Blood culture reports
Interim reports of progress in examination of a blood culture are issued daily. A final report will include the identity of any bacteria recovered from the culture, along with a report of the sensitivity or resistance of that particular strain to a range of antibiotics.
Results of blood culture fall into one of three main groups:
- Blood culture negative – no bacterial growth.
- Blood culture positive – pure growth.
- Blood culture positive – mixed bacterial growth.
Blood culture negative – no bacterial growth
This is a normal result, that is one which would be obtained from a person whose blood was sterile (contained no bacteria). Before a negative culture result is interpreted in this way, it is important to consider the possibility that the result is falsely negative, that is the patient has bacteraemia but the test has failed to detect it. Causes of false negative results include:
- Insufficient blood added to culture bottle.
- Antibiotic therapy administered before blood sampled.
- Incubation period insufficient for growth of rare, slow growing organisms.
Blood culture positive – pure growth
This means that a pure growth of a single identified species of bacteria (e.g. E.coli, Strep pneumoniae, Staph aureus etc.) was isolated from the culture. This is the result that would be expected from a patient with blood stream infection. However, in around 10–20% of positive blood cultures, the bacteria isolated and identified is derived not from the patient’s blood but is present as a result of bacterial contamination of the culture due most often to poor aseptic technique at the time of sample collection.
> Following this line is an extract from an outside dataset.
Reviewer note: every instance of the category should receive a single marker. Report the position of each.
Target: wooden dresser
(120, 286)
Since all species of bacteria have been implicated in bacteraemia, and as a cause of sepsis at one time or another, it is sometimes difficult to decide whether a positive blood culture is due to contamination (false positive) or reflects bacteraemia and possible sepsis (true positive).
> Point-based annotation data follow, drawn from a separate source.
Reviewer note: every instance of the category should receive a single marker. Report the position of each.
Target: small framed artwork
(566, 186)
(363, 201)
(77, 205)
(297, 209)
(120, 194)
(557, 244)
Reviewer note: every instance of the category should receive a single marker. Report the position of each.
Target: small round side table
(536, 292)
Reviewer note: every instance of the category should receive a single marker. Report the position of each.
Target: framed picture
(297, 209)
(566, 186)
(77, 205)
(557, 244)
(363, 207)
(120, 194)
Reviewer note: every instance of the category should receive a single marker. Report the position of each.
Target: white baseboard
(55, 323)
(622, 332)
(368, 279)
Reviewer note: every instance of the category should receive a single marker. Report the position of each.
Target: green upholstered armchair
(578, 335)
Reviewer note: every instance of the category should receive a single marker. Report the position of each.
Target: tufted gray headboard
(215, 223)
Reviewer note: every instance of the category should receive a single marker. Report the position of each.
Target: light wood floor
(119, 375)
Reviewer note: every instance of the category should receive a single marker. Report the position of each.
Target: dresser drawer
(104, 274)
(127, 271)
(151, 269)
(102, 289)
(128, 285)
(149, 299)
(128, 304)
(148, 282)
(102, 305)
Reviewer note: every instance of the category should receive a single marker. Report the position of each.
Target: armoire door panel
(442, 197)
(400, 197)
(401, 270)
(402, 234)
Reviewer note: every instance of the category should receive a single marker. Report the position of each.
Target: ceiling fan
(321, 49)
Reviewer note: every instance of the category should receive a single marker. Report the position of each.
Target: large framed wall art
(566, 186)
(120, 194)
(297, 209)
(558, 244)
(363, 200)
To illustrate this, suppose a blood culture yields a pure growth of the organism Staph epidermidis. This organism, which is normally present in abundance on the skin of us all, could be transferred from the skin of patient or staff to the blood culture during the process of blood collection. In fact it is one of the most common organisms to contaminate blood cultures. However, Staph epidermidis is also a quite common cause of sepsis among debilitated patients whose focus of infection is an infected catheter. It is also the most significant cause of endocarditis among patients who have received heart surgery. The finding may reflect contamination, but in some circumstances can be of clinical significance.
It is the bacteria, like Staph epidermidis, that are part of the normal resident flora of skin that usually contaminate blood cultures. A pure growth of any organism in blood culture is more likely to be due to bacteraemia than contamination, if:
- The same organism has been isolated from the same patient at some other infected site.
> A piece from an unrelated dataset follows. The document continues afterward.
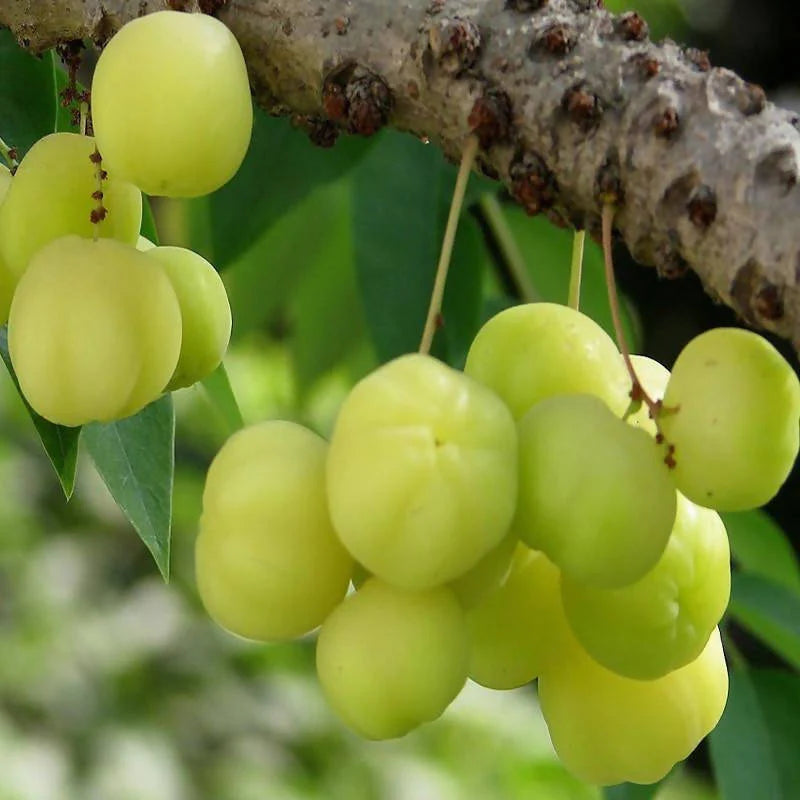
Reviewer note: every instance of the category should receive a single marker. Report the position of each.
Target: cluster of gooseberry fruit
(521, 519)
(101, 321)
- The same organism is isolated from repeated blood cultures.
Blood culture positive – mixed bacterial growth
This result indicates that more than one species of bacteria was isolated from the blood culture. It is rare for blood to be infected by more than one species of bacteria, although it may occur. A mixed growth of bacteria suggests that the culture was contaminated, particularly if the bacterial species isolated are common contaminants. Interpretation may be difficult and frequently requires the expert help of a clinical microbiologist.